Imagine there was a building inspector who inspected and signed off on a construction job. After a serious collapse in the building, it was determined that a failure to follow building code was to the reason the structure failed. The inspector was the town’s building inspector and a private contractor – inspecting his company’s own work.
Clearly this would be a conflict of interest that should never exist, yet in many companies today cyber security oversight is handled by the IT staff. This is very dangerous, as you cannot serve two masters. IT staff is primarily concerned with function – getting things to work and keeping them running. Cyber security focuses on restricting function for the sake of protection. When there is conflict, one has to win over the other. That is not to say that an individual will intentionally hamper security for function, but let’s look at what naturally happens.

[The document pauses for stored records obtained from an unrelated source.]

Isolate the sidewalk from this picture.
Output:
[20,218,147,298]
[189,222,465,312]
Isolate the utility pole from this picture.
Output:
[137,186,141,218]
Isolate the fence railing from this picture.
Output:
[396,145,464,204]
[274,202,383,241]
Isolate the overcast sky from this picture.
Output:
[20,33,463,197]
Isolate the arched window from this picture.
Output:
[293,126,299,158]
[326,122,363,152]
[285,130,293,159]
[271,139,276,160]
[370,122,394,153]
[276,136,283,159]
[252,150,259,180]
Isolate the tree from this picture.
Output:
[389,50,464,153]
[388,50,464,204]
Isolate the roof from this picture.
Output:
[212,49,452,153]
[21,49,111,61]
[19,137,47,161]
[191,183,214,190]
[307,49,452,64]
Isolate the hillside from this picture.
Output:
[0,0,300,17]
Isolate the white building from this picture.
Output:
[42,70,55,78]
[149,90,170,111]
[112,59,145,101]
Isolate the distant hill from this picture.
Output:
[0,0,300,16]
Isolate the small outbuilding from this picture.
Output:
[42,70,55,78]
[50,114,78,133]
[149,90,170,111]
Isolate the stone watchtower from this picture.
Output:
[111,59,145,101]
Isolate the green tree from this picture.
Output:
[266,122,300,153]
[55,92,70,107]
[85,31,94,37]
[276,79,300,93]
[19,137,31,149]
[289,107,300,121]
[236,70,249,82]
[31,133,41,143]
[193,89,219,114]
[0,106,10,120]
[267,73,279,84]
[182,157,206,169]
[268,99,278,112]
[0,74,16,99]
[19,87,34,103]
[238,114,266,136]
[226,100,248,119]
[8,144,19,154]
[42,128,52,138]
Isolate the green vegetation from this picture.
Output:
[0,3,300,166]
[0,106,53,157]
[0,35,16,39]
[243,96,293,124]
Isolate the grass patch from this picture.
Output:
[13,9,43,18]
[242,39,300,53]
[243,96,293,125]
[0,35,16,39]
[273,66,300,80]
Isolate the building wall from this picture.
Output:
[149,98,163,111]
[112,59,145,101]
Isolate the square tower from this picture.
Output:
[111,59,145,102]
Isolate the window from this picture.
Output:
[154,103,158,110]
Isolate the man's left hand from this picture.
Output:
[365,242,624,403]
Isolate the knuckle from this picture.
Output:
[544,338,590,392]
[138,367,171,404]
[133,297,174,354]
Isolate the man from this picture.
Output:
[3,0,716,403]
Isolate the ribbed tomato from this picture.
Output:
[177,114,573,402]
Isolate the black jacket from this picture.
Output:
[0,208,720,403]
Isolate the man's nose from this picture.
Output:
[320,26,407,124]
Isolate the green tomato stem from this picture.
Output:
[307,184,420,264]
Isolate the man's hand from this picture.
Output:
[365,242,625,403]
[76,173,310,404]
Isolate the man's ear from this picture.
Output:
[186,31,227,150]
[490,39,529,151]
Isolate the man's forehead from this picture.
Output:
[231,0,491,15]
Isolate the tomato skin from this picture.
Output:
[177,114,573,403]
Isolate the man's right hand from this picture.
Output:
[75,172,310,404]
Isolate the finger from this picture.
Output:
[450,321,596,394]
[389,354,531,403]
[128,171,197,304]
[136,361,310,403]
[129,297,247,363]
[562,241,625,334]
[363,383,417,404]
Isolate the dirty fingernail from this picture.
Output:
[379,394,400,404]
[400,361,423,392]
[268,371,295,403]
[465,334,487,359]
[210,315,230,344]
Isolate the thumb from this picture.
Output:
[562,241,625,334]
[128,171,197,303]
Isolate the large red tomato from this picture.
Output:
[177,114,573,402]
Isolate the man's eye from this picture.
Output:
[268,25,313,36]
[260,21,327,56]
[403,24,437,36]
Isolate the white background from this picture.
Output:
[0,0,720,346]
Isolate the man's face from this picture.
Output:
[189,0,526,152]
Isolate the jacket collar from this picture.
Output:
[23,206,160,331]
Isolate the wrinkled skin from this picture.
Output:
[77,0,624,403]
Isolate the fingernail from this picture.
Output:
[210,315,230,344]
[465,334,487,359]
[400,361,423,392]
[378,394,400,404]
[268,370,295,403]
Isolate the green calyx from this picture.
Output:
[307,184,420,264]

A recent real-life example we uncovered was an IT Systems Administrator who needed to get a new management software running to support the business. The software automatically set up a service account with domain administrator rights. The Systems Administrator was having issues he didn’t have time to resolve, and set this account to not require a password. That’s right, a domain administrator account that did not require a password. This organization’s Security team was alerted by a monitoring solution and made the system administrator delete the account, fix the issues, and then reinstall the software properly. What would have happened if the Systems Administrator was also tasked with upholding cyber security? Which need would have won out, function or security? We will never know since this company had separate roles and the security role was empowered to prevent this dangerous configuration (and the company had a monitoring solution in place to alert the security team).
So the lesson is that these roles need to be separate, even if the security role needs to be outsourced. We cannot as a protectors of information, continue to allow function over security.